Bu ve benzeri uygulamalara o meşhur Diyarbakır Cezaevinde kalırken biz de tanık olduk. Açık görüşlerde, havalandırmaya alınan görüşmecilere örgüt sorumluları saatlerce nutuk atar, ardından mesela rulo haline getirilmiş gazete kağıdından falaka ve işkence konulu bir piyes oynanır, mahkumların yakınları, gazete rulosu ile ayaklarına vurulan tutuklu -rol gereği- acı içinde bağırdıkça hıçkırıklara boğulur, akşam evlerine hınç ve öfke dolu olarak dönerlerdi.

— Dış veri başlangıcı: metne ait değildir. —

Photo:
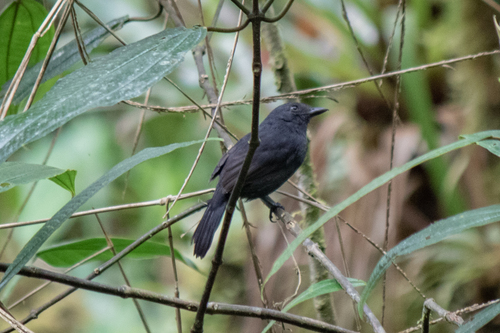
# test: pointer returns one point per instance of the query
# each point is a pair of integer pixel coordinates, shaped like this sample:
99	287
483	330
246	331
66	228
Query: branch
158	202
235	193
340	86
212	308
313	250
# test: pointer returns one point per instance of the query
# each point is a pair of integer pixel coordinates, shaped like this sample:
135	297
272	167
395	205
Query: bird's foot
274	210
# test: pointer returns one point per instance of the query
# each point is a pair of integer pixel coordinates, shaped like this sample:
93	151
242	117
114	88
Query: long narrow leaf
69	254
321	288
480	319
64	213
374	184
434	233
123	74
62	59
17	173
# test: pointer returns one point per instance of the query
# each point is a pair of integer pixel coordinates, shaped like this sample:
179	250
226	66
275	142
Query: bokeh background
350	146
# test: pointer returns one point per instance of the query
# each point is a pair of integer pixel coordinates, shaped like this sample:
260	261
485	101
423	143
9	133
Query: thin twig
11	91
101	23
158	202
314	250
235	193
360	51
50	51
213	307
395	121
125	278
338	86
214	116
177	294
42	286
36	312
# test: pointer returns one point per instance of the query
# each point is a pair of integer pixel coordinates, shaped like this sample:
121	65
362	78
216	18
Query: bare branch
212	308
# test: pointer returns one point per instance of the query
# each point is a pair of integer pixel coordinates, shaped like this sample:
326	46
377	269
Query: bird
282	150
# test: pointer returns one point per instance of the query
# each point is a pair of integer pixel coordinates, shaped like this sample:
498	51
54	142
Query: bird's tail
204	234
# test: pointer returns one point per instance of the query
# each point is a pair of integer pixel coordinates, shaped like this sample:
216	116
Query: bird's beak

Aylarca, yıllarca bu eğitimden geçenleri düşünün, robotlaşan, eşya ve olayları değerlendirebilme yeteneğini kaybeden, sadece öldürmeye kurgulanan bir insan hapisten çıkınca ne yapar? Elbette örgüte katılır. Nitekim, o yıllarda cezaevleri örgütün can damarlarından biri olmuştur. Diyarbakır cezaevindeki uygulamalardan çok, kontrolün örgütte olduğu cezaevleri örgütü beslemiştir. Diyarbakır Askeri Cezaevinde ölenler, ezilenler olmuştur, ancak bu kişilere ağıt yakan, onları bayraklaştırarak düşmanlık üretmeye çalışanlar, sadece cezaevlerinde onlarca mensubunu çeşitli bahanelerle katleden örgüte en küçük bir eleştiri getirmemişlerdir, bu manidar bir durum değil mi? O eleştirilerin insani nedenler dışında iki amacı vardı; bir işkence ve ölenler üzerinden mağduriyet ve düşmanlık üretmek, iki: cezaevlerindeki devlet kontrolünü yok ederek veya gevşeterek örgütün içeride iktidarı ve yönetimi eline almasını sağlamak. Bunda da başarılı oldukları söylenebilir. Terör ve bölücülükle mücadelenin hiç ihmale gelmemesi gereken boyutu hapishanedir. Hapishanelere hakim olmayan devlet içeride düşman yetiştirir.